Counterparty Risk
What Is Counterparty Risk?
Counterparty risk, also known as settlement risk, is a fundamental concept in finance that also applies directly to the cryptocurrency world. It refers to the risk that the person or entity on the other side of a deal (the “counterparty) will default on their part of the bargain.
In simple terms, it’s the risk of not getting what you were promised because the other side fails to deliver. This failure could be due to bankruptcy, insolvency, outright fraud, or some technical issue or error.
While counterparty risk in the crypto space can also refer to a simple peer-to-peer or party-to-party transaction, it’s most referenced in the context of third-party custodial platforms.
How Does Counterparty Risk Work?
Some examples of counterparty risk in crypto include:
Centralized Exchanges (CEXs)
When you leave your crypto on a centralized exchange, the exchange is your counterparty. The risk is that the exchange could get hacked, go bankrupt (like FTX or Mt. Gox), or freeze your account, causing you to lose all your funds.
Lending Platforms
If you lend your crypto to earn interest, your counterparty is the borrower (or the platform itself). The risk is that the borrower defaults on the loan or the platform gets exploited or otherwise loses your funds.
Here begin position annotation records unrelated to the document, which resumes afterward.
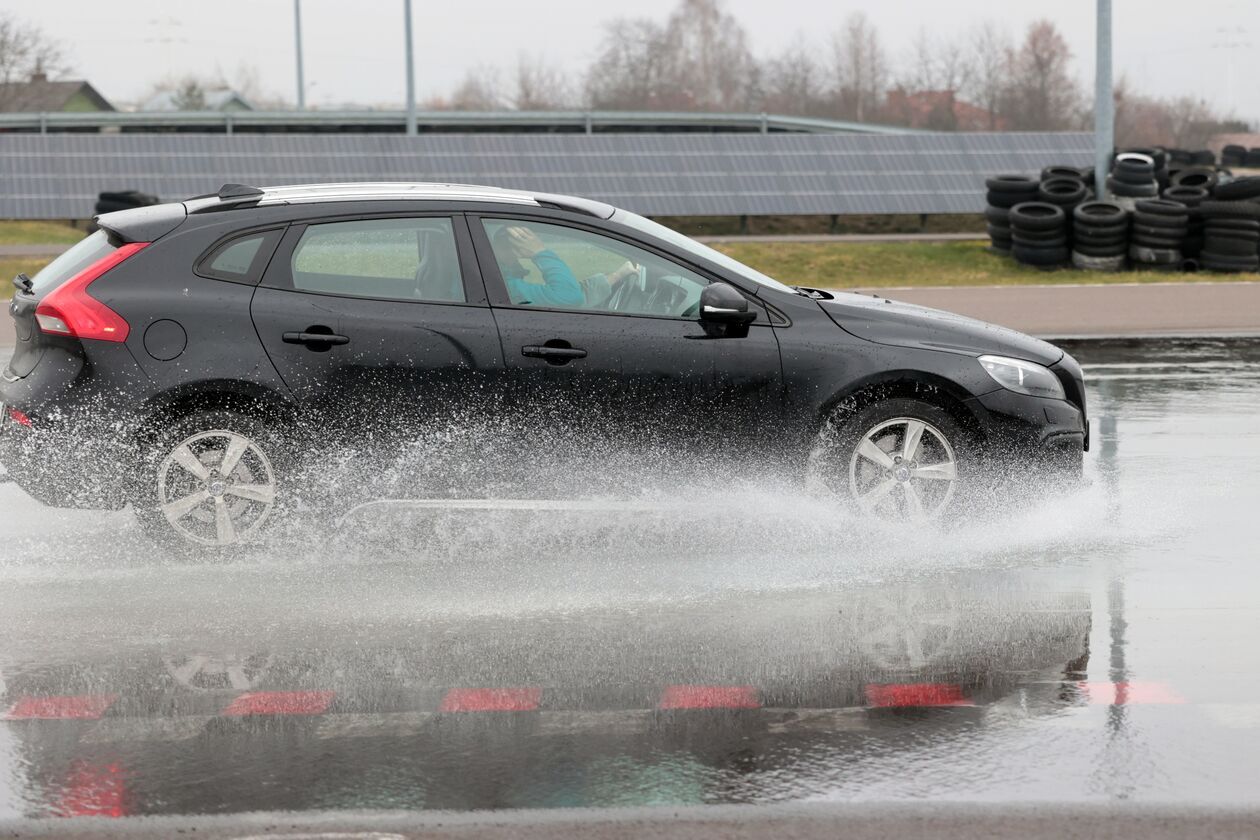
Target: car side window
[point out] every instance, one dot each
(553, 266)
(411, 260)
(240, 260)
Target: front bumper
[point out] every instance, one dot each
(1051, 433)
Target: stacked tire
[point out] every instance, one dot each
(1234, 155)
(1231, 236)
(1038, 234)
(1003, 193)
(1133, 176)
(1100, 236)
(1159, 231)
(1191, 197)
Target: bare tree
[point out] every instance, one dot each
(1042, 95)
(631, 67)
(861, 69)
(25, 52)
(710, 57)
(480, 90)
(189, 96)
(541, 86)
(794, 82)
(989, 78)
(1182, 122)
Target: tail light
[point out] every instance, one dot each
(71, 310)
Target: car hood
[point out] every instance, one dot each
(905, 325)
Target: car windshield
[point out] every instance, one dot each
(699, 249)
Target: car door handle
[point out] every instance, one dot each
(314, 338)
(556, 354)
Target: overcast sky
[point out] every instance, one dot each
(354, 49)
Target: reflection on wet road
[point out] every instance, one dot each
(1098, 646)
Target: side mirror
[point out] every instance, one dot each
(725, 311)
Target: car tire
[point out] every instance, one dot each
(847, 462)
(1012, 184)
(183, 500)
(1229, 209)
(1037, 215)
(1237, 190)
(1230, 246)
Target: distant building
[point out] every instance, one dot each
(939, 111)
(40, 95)
(216, 100)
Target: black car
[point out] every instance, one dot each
(193, 359)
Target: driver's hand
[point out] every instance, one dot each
(623, 272)
(526, 242)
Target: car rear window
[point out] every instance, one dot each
(82, 255)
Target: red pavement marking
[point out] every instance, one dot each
(280, 703)
(710, 697)
(93, 790)
(492, 700)
(1129, 693)
(915, 694)
(86, 707)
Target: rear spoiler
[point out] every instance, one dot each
(143, 223)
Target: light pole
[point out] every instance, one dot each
(297, 37)
(1104, 103)
(411, 73)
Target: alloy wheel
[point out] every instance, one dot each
(904, 469)
(216, 488)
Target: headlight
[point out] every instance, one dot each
(1023, 377)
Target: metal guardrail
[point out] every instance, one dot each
(430, 121)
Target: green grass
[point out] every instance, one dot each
(882, 265)
(38, 233)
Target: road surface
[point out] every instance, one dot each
(1079, 651)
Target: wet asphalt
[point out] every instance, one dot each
(1096, 646)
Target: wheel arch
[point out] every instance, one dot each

Stablecoins and Wrapped Assets
When holding assets like stablecoins (e.g., USDC, USDT) or wrapped tokens (e.g., wBTC, wETH), you are trusting the issuing entity to maintain the 1:1 backing with the underlying asset (like USD or BTC). If the issuer fails, the stablecoin or wrapped token could lose its value entirely. The most effective way to eliminate counterparty risk in crypto is to practice secure self-custody. By using a signer, you store your private keys offline, ensuring that only you have control over your assets. This removes trusted third partiesfrom the equation, making you the sole owner of your crypto.